Your specialty, in a way, is like its own business. It is a skillset that makes you stick out from the rest, and you should be highlighting that. Your clinic itself can provide a space for you to show that skillset and use it in a way that attracts referrals or just clients who are looking to get help for their pets, according to Tan.

“I'm going to put forward something called the CVP, which is not central venous pressure. We're going to switch gears from medical to business; this is the customer value proposition. This is the essence of your practice, this is your 'it' factor and if you don't know what it is for your service, you need to get one. And I'm going to teach you how to get one,” explained Tan.

“This is the core of your business model where you recognize the problem, you have created the service and communicated about it. This is your communication about what it needs to be, [and] it needs to somehow offer better value than competitors,” she continued

Tan also encouraged attendees that your CVP should also be financially feasible for them.
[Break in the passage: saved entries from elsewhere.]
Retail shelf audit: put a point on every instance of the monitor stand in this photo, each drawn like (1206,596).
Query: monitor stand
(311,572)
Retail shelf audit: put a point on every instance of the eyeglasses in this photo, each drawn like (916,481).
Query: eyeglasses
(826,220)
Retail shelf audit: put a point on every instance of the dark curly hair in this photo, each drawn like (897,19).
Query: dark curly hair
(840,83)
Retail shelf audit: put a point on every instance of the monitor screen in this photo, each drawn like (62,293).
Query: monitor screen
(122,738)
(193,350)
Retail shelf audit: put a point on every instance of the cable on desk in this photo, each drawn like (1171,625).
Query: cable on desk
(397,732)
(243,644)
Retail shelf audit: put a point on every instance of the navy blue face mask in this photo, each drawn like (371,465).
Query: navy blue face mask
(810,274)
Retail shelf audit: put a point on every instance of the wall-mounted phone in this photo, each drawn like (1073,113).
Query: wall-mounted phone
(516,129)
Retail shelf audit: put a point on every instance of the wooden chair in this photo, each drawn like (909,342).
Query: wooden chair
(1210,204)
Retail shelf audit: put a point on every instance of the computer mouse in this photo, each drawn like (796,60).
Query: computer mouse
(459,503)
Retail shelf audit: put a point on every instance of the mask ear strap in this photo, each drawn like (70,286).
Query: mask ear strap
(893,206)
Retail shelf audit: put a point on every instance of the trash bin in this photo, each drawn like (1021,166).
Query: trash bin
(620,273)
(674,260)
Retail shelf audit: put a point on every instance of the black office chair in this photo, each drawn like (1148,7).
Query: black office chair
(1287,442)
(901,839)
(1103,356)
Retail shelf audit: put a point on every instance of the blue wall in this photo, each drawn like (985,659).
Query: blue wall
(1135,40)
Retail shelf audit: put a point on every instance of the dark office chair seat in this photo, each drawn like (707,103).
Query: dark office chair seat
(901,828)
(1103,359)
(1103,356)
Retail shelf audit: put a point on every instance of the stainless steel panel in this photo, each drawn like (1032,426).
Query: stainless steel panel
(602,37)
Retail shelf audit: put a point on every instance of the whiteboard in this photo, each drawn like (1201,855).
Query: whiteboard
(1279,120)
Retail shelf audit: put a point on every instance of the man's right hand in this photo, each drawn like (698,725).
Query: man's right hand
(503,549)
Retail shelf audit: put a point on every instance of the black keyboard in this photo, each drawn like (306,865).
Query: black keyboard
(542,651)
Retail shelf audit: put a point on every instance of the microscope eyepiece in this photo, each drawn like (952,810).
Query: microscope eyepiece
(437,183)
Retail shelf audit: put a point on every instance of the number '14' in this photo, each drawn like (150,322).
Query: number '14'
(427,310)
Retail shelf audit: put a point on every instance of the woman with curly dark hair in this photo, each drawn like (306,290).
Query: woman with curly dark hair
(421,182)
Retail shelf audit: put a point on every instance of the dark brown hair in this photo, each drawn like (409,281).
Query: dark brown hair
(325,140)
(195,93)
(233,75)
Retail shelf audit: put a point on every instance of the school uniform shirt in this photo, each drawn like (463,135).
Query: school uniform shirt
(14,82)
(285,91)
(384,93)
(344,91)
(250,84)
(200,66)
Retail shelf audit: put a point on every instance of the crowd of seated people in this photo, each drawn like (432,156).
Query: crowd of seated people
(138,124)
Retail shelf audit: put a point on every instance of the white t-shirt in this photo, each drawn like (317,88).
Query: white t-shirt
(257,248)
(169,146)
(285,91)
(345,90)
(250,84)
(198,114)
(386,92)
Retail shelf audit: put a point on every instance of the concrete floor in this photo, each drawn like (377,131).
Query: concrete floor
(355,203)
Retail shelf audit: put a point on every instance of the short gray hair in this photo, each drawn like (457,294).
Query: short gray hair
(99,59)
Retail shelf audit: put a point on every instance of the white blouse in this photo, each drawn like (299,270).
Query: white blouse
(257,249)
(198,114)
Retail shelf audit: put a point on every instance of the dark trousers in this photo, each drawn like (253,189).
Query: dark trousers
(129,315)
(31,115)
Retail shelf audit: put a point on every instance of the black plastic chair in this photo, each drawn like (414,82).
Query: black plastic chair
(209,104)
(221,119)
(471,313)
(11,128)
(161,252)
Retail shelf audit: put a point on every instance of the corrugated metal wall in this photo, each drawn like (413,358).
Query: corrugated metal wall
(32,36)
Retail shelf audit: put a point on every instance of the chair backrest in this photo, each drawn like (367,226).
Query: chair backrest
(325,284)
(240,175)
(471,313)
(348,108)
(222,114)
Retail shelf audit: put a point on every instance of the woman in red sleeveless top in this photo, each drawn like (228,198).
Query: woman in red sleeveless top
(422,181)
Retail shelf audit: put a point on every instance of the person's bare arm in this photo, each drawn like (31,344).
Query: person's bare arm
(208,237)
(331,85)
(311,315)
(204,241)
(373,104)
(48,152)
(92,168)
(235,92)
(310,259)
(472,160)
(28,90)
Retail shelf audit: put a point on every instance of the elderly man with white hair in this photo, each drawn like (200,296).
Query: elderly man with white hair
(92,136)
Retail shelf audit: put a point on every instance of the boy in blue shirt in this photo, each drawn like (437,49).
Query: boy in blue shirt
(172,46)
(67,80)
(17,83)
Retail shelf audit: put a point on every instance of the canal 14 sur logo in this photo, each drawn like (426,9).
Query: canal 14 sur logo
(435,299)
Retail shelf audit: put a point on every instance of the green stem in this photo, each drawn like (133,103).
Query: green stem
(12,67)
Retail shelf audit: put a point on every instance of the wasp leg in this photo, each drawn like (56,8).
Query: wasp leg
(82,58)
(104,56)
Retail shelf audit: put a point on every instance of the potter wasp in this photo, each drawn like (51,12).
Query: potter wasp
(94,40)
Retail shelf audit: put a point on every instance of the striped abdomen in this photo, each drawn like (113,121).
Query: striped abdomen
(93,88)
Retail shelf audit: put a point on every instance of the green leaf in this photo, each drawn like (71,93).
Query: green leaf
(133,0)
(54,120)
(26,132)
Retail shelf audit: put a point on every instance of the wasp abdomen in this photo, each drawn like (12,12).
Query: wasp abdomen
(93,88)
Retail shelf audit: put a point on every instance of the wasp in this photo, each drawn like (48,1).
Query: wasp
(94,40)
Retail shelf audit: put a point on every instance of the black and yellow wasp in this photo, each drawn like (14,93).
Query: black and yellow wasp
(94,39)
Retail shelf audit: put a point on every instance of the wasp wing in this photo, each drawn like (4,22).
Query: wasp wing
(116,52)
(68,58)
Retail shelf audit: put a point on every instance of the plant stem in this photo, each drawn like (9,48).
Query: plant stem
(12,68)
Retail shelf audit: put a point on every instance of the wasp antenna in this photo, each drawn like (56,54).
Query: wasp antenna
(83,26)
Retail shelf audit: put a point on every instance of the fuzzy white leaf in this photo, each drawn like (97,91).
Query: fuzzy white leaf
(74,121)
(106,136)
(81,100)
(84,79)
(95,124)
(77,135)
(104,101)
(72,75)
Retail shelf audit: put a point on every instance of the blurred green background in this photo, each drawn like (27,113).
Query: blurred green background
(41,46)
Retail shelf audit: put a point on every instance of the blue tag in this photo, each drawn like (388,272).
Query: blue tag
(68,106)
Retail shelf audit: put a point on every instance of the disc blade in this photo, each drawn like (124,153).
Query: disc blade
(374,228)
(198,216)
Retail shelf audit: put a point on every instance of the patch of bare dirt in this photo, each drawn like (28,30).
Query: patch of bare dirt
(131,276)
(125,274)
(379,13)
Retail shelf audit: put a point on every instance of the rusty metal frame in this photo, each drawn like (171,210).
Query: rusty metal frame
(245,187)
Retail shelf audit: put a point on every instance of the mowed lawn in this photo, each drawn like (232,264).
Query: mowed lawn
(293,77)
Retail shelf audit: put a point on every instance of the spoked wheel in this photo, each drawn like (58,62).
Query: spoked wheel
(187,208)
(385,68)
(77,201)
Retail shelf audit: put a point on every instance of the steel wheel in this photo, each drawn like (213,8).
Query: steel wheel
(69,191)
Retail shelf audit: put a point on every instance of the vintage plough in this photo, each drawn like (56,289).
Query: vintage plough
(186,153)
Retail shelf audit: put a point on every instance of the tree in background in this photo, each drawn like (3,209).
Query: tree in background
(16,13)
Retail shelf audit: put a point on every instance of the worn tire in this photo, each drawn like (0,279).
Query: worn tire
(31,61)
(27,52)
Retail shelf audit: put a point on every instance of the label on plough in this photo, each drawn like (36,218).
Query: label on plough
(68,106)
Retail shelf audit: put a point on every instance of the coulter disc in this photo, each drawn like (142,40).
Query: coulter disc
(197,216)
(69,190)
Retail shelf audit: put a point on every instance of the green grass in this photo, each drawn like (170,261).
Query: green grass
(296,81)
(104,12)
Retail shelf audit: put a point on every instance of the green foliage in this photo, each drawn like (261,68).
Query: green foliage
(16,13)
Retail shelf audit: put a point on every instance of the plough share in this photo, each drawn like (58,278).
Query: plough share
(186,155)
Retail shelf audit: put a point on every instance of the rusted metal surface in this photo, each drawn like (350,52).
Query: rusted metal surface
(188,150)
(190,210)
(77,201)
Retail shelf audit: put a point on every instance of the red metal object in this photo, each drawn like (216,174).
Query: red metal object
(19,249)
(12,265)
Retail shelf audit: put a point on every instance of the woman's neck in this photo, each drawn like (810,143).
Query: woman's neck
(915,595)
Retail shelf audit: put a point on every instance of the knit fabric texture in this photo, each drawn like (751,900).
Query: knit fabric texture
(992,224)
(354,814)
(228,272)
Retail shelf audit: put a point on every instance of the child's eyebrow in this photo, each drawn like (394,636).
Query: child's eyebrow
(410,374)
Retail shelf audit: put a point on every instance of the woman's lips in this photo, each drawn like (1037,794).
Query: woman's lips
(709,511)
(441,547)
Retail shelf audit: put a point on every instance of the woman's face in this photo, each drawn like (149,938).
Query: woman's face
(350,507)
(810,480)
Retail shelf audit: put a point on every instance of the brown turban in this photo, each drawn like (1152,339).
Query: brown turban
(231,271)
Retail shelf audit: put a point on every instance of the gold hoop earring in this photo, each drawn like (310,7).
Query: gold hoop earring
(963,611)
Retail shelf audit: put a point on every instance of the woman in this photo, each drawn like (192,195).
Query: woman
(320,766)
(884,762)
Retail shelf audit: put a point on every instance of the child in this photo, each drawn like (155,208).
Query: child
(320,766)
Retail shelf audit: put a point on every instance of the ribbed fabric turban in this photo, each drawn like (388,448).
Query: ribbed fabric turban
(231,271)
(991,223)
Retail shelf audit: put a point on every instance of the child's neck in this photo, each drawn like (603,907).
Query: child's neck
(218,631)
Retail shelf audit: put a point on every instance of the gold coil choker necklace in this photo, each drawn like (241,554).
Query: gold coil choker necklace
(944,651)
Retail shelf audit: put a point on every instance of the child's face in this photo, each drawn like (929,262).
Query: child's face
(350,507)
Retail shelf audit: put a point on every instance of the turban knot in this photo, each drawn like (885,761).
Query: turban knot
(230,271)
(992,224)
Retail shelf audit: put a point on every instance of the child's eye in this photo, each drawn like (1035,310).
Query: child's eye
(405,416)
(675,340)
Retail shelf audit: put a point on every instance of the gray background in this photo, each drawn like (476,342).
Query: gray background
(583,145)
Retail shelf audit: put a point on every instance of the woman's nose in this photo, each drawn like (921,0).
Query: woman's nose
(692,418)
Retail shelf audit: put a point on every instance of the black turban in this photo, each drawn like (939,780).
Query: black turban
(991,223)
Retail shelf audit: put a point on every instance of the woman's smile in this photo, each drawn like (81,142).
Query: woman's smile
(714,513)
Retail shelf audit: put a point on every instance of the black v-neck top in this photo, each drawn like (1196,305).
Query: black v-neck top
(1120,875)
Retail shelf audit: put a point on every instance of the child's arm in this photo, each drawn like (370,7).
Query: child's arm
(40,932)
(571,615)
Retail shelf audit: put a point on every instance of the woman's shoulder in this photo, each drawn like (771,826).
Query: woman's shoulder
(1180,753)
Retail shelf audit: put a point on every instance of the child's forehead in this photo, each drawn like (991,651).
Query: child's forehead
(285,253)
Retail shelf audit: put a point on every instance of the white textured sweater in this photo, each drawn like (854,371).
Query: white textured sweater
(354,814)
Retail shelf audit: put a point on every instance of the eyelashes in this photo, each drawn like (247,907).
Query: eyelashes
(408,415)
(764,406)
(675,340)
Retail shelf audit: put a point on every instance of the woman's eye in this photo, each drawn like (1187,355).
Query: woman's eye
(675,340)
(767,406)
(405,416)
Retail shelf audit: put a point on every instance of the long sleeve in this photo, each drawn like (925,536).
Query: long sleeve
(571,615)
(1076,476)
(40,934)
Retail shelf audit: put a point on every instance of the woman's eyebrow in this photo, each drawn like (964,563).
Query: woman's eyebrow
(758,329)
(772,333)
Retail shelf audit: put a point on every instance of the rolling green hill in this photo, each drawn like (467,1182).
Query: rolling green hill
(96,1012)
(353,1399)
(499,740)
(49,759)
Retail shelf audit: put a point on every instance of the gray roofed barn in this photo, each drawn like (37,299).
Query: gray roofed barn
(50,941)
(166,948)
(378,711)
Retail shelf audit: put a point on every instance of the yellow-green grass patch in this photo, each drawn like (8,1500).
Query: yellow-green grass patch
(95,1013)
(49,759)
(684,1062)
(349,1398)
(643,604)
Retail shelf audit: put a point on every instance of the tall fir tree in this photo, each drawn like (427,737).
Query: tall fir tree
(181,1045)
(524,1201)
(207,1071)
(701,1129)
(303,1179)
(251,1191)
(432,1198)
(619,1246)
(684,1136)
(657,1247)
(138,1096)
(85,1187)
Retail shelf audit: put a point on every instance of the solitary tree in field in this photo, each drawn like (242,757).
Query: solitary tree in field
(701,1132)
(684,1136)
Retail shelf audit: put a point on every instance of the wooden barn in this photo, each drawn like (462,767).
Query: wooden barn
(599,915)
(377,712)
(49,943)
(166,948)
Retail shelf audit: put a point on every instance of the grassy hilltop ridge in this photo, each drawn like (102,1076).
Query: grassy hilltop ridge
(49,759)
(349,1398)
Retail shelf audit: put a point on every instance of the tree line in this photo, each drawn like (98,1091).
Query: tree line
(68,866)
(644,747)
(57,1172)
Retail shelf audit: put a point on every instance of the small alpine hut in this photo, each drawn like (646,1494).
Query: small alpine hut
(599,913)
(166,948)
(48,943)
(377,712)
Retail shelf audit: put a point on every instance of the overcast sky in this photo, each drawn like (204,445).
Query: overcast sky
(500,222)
She gave examples of veterinary clinics that have transformed spaces into better client- and patient-friendly interactions, such as private entrance and exit for euthanasia appointments or even a wine bar at the clinic. The key is to find something that your clinic thrives at or makes stick out and then use that to define the values that you have as a specialist.

Fostering local relationships

For clients that are coming in from referrals, it can create a tricky balance between the general practitioner and the specialist. With some specialty clinics also doing general practice, clinics may hesitate to send their clients for fear of losing clients to the specialist entirely. Fostering a relationship where the general practitioner knows that you are not at risk of stealing their clients could help bring in more patients to increase revenue while also getting pets the care they need.

“I was 80% primary and 20% referral. What does that mean for other practices? If I'm 80% primary care, that means I'm their competitor. That means that [when] they refer to me, they risk the client really liking me and staying with me for 100% of their care,” said Tan.

“So, what one practitioner did in my area—he was a small animal dentist, but he did the same thing he offered 80% [and] 20%—he had his clients sign a an actual contract with him, every time they visited that said, ‘I will not see you as a primary care practitioner.‘ Then it made it crystal clear to everyone, the referring veterinarian, to the client, we are not going to see you as primary care, you are referral only and I thought that was really, really smart,” she continued.

In this scenario, all parties involved know what is expected while maintaining a healthy relationship with the client and the veterinarian who referred them, and there is no risk of the referring veterinarians losing clients or revenue. This brings more clients into the door of your practice because you have earned the trust of your veterinary colleagues in the area.

Although this gesture may not be for everyone, it is a base for what a healthy relationship looks like to help specialists and general practitioners in the area figure out a system that works, and benefits, both parties and the client.

In conclusion

Specialists have worked for years learning their craft to be able to provide top-notch care to all who enter their clinic. By distinguishing yourself from competitors while also creating and honoring partnerships or potential partnerships with local veterinarians, you can demonstrate the value of your skill without hurting the other practicing veterinarians in your community, according to Tan. There are other ways to show the world your skill set, it just is a matter of what method works best for you and your patients.

Reference

Tan, J. Communicating the Value of Your Specialty Service. Presented at: ACVIM Forum Specialty Symposium; Philadelphia, Pennsylvania. June 17, 2023.